There are other causes as to why an automatic car would stall when a gear is engaged in the transmission. These are a faulty IAC valve (idle air control), faulty TPS (throttle position sensor), wonky O2 (oxygen) sensors or clogged injectors.

There is yet another electromechanical explanation which may be what your friends are trying to tell you: the neutral cut out switch in the gearbox may be linked to the engine management computer (ECU) over and above the ignition cut out (which is why you can’t start an automatic car when it’s in gear). The neutral cut out could be short-circuiting when reverse or drive is engaged, which then sends a kill signal to the ECU which in turn shuts the engine down. That cut out switch may need to be looked at.

Your car clinic column is very helpful for us Kenyans, it’s great your vehicle reviews and motoring discussions are focused on our Kenyan environment; the ex-Japan vehicles we buy, the state of our roads, our fuel quality, spare parts availability etc. I have learnt a lot from being regular reader of your column, especially why not to buy a used German car.

What’s your take on the performance of Subaru Impreza XV, 2012? Do you recommend it?

I do not “not recommend” the Subaru XV. Let me explain that double negative:

I only recommend cars that I have tried, tested and found to be true. What I have not found is my way into the crow’s nest at the helm of an XV so I don’t know what that car is all about, so I can’t recommend it … yet. However, I cannot say I don’t recommend it because that sounds dismissive of the vehicle which is absolutely not the case here: I could be sending you away from the one vehicle that suits all your purposes, however peculiar or specific they may be.

(Speaking of peculiar, the XV follows the Subaru design thesis word for word, and is therefore a strange-looking object; just like 95 per cent of its ancestors and relatives — but this is a heavily subjective matter of taste and Subaru’s chronic deficiency in the hormones of comeliness has never bothered me; the talents and abilities these cars bring to the table far outweigh their visual worth — or the lack thereof — as magazine pullouts or wall hangings.)

I hope you understand the double negative now. I don’t recommend the XV because I have no definite experience with it, but I don’t not recommend the XV because: when is the last time Subaru gave us a failure of a car, ever, at all, except, perhaps, maybe, for the Vivio that embarrassed one Patrick Njiru at a local rally in the early ’90s by underperforming worse than an uninspired, uneducated civil servant in an intellectually-heavy government docket?

If you want performance in a Subaru, get one with a turbo, that goes without saying. The XV doesn’t have a turbo. That should answer your question without me having to “trash” any brands or “not recommend” any models.

[Addendum: BBC’s Top Gear division says the XV is better than most competitors off-road but is let down by its engine and gearbox which, frankly, is stating the obvious. It has no turbo and Subaru’s recent fixation on characterless and charisma-free CVTs easily explain the Beeb’s observations]

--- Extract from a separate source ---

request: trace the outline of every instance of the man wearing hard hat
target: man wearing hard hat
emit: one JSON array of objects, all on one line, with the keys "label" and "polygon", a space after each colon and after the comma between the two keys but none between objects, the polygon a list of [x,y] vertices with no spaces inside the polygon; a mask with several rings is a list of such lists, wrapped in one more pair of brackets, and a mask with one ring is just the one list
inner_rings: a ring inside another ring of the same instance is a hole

HOW TO TEST THE STALL SPEED

1. Place chocks behind the wheels of the car to prevent it from moving and engage the parking brake.

2. Press the foot brake as hard as you can — all the way down — and crank the engine. Shift from Park to Drive with your foot still firmly on the brake pedal. Do NOT release the foot brake and do NOT touch the accelerator … yet.

3. With one foot still firmly on the brake, depress the accelerator pedal for about 5 seconds. Check your tachometer to see if the readout is lower than the figure given in the vehicle manual.

4. Once done, release the accelerator first, then the brake. You do not want to launch the car into a wall.